L’autre ou le miroir de la Haine

En ces temps de petites bourgeoisies intellectuelles, supportant difficilement les leçons tout en luttant pour ne pas en donner, je m’adonne pour un instant salvateur à un de mes exercices favoris, la psychanalyse personnelle grâce à l’écriture. Ma boussole interne appréciera.

 N’avez-vous jamais ressenti un sentiment désagréable en rencontrant un jour quelqu’un qui vous ressemblait trop?

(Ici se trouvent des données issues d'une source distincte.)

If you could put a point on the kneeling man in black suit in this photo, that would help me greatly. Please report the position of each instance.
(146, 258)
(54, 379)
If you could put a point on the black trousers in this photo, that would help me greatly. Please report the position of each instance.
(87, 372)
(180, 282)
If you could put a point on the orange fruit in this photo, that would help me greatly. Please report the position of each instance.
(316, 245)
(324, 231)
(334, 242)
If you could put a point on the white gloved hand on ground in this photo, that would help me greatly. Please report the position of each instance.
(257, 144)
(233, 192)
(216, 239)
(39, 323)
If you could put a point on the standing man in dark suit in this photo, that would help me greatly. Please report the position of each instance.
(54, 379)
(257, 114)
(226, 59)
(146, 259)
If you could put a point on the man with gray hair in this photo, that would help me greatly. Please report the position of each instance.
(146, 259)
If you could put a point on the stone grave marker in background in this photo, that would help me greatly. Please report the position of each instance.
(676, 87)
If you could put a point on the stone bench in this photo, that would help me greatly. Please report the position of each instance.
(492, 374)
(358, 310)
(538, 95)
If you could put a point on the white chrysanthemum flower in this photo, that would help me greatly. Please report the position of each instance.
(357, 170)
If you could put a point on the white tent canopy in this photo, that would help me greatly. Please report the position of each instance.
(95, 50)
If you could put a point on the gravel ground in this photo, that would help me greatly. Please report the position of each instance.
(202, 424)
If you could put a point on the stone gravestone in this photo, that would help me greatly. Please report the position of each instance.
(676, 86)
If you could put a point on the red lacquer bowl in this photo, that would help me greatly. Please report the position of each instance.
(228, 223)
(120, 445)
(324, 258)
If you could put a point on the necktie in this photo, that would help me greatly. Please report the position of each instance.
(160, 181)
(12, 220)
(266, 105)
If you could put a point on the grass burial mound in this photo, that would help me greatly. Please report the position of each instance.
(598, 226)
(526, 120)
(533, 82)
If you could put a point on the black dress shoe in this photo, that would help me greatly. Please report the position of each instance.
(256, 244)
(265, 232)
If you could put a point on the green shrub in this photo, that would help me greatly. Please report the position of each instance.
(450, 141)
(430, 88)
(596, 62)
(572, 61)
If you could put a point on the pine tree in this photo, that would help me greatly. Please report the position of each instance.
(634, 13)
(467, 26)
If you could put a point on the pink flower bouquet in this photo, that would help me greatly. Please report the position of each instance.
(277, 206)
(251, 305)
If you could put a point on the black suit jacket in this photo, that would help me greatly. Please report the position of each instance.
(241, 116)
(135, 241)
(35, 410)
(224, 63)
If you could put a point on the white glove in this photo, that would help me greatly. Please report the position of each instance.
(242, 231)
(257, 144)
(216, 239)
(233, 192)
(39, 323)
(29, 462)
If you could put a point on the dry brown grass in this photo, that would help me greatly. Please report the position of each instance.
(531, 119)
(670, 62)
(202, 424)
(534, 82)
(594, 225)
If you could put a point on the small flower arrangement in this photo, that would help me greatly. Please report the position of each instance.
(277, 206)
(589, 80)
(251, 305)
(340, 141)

La première fois que j’ai expérimenté cela, l’effet a été violent. Tout d’abord je n’ai rien vu, me contentant d’échanger avec ce petit bourgeois bien pensant et habile de ses mots, porteur de la bonne parole et prétentieux. Je me retrouvais face à moi-même. Mon « double » subissait le même sort que moi et moins de 3 minutes après le début de la discussion, nous nous retrouvions tête contre tête au sens figuré. Je ne saurais peut-être jamais si mon « miroir » a eu autant de chances que moi de s’apercevoir du ridicule de la situation. Plus on se ressemble, plus on se hait? Peut-être que l’amour que nous nous portons et notre soit-disant unicité nous amènent à cette situation loufoque? A moins que nous détestions voir dans les autres ce que nous rejetons en nous. Hum…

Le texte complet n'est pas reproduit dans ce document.